Sobre divergências e ameaças
Artigo

Sobre divergências e ameaças

Por Alexandre Antonio Vieira Vale*

Em certas ocasiões, o silêncio é sinal de sabedoria e prudência. Em outras, é a manifestação inequívoca da covardia.

A gravidade do momento que atravessamos não nos permite silenciar, como cidadãos e sociedade, ante as ameaças sofridas pelo juiz Douglas de Melo Martins, no exercício legítimo e soberano de suas atribuições funcionais, à luz do que asseguram a Constituição Federal e os demais dispositivos legais afetos à magistratura.

A prevalência do Estado Democrático e de Direito garante a todos os cidadãos a prática de suas atividades profissionais sem que disso resultem efeitos deletérios à sua dignidade e à sua integridade física.

Contudo, ameaças direcionadas a um juiz em plena vigência do ordenamento republicano se revestem de particular gravidade, porque em verdade se constituem em grave agressão ao Poder Judiciário, instância responsável pela concretização de um dos alicerces da vida em sociedade: a Justiça.

Portanto, tais ameaças devem ser objeto de profunda e detalhada investigação para que se chegue aos responsáveis, que devem arcar com as consequências de suas atitudes, nos termos que estabelece a legislação vigente.

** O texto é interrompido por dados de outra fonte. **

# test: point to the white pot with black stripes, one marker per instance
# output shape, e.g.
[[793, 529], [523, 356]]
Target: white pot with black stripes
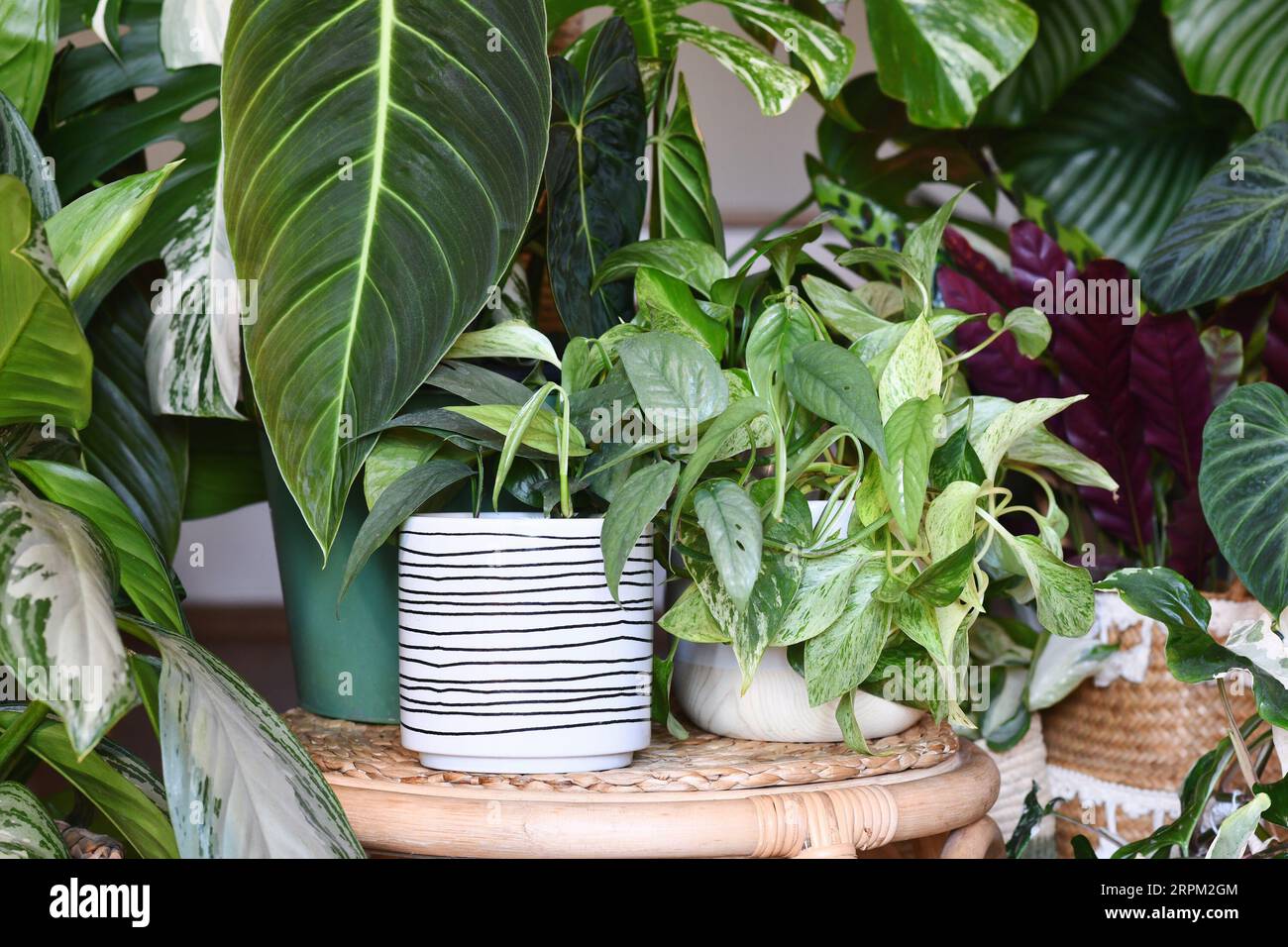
[[513, 655]]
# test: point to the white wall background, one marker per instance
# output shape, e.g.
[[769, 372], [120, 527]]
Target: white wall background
[[758, 166]]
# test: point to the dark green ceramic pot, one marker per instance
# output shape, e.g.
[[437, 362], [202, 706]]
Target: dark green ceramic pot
[[346, 667]]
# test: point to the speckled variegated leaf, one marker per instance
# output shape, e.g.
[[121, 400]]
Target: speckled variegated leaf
[[192, 33], [46, 363], [381, 163], [55, 612], [1236, 48], [944, 56], [239, 784], [26, 830]]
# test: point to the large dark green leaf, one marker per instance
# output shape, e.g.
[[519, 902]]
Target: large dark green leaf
[[1243, 486], [381, 161], [944, 56], [596, 193], [1124, 147], [29, 33], [1061, 52], [686, 206], [1232, 235], [21, 157], [46, 363], [138, 454], [1236, 48]]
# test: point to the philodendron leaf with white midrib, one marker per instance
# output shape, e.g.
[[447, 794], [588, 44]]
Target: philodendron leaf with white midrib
[[239, 784], [55, 612], [26, 828], [381, 161]]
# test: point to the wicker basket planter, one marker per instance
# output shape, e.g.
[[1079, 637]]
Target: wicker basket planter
[[1120, 749]]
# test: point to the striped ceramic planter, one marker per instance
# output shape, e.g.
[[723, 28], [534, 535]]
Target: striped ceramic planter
[[513, 655]]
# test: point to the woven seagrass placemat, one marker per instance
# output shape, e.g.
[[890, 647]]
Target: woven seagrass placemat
[[702, 763]]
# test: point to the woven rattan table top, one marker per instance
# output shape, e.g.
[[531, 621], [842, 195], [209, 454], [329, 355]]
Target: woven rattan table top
[[703, 763]]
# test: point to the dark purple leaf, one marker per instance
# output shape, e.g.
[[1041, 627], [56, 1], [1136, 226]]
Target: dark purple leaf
[[1190, 543], [1094, 354], [1170, 379]]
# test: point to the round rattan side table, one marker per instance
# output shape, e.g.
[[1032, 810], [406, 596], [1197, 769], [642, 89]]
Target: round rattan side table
[[919, 793]]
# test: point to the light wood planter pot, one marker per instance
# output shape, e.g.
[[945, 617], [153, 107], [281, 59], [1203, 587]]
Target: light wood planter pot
[[658, 809]]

É necessário lembrar que as ameaças ao livre exercício profissional, em algumas áreas laborais, tornaram-se rotina em nosso país. A exemplo do juiz Douglas Martins, outros magistrados, de diferentes instâncias judiciais, já foram vítimas de ameaças. Jornalistas, de múltiplos veículos de informação, têm rotineiramente sua atividade profissional cerceada, constrangida ou ameaçada, às vezes com agressões verbais e físicas. Reiteradas vezes, professores têm sido vítimas de agressões em sala de aula. Para que se tenha ideia do absurdo que permeia essa questão, até mesmo profissionais da saúde que atuam para conter a atual pandemia causada pelo coronavírus já foram, em algumas circunstâncias, ameaçados ou agredidos.

A quem atende a instauração de tal nível de instabilidade em nosso convívio? Ameaças e agressões são os únicos meios que se pode utilizar para manifestar eventuais descontentamentos e discordâncias? Qual o objetivo final de uma escalada retórica que a tudo busca desconstruir e deslegitimar, de modo inconsistente e iconoclasta, sem apresentar alternativas viáveis? O que tem levado certas pessoas a cultivar com tanta veemência as insondáveis pulsões de Tânatos? Que tipo de sociedade pretendemos construir se permitirmos a prevalência do ódio?

Evidente que a pluralidade de opiniões pode ser enriquecedora. Cristalino e insofismável que devemos aprender a conviver com as dissonâncias e divergências. É inegociável a liberdade de expressão que preserva a dignidade humana. Por fim, se afigura nítido que um dos principais desafios de uma realidade cada vez mais complexa, híbrida e em constante transformação é o de nos despirmos de nossas frágeis certezas e nos vocacionarmos ao permanente diálogo.

Para abrirmos mão de princípios e valores? Para tudo relativizarmos e tornamos palatável ao sabor das circunstâncias? Para que todas as fronteiras da razoabilidade se diluam e se consolide a natural aceitação de todos os absurdos? Para que a inalienável subjetividade que nos caracteriza seja substituída pela permanente abulia? Para que a reação a tudo que circunstancialmente nos descontente seja a formulação de ameaças? Negativo.

Acredito que sempre há uma forma de manifestarmos nossos argumentos e discordâncias que não passa pelo exercício implícito ou explícito da violência. A questão é saber se a isso estamos dispostos. O ponto crucial é entender se de fato consideramos o outro como um interlocutor aceitável e legítimo, em seus argumentos e percepções. Em meu entendimento, muitas vezes não temos levado em consideração esses aspectos.

Entretanto, é possível mudar de comportamento. Todo o esforço de construção social que nos conduziu até o presente momento histórico não deve ser perdido em reações impulsivas, descontroladas e sem nexo causal. Sabemos das graves imperfeições da realidade em que vivemos e o quanto é imperativo atuarmos para modificá-la. Há inúmeros desafios que estão a exigir de cada um de nós ações fortalecedoras da empatia e da fraternidade. O ódio ou o silêncio complacente não nos conduzirão às transformações indispensáveis à nossa permanência como humanidade.

*Auditor de Controle Externo do Tribunal de Contas do Estado do Maranhão. Especialista em Gestão Pública.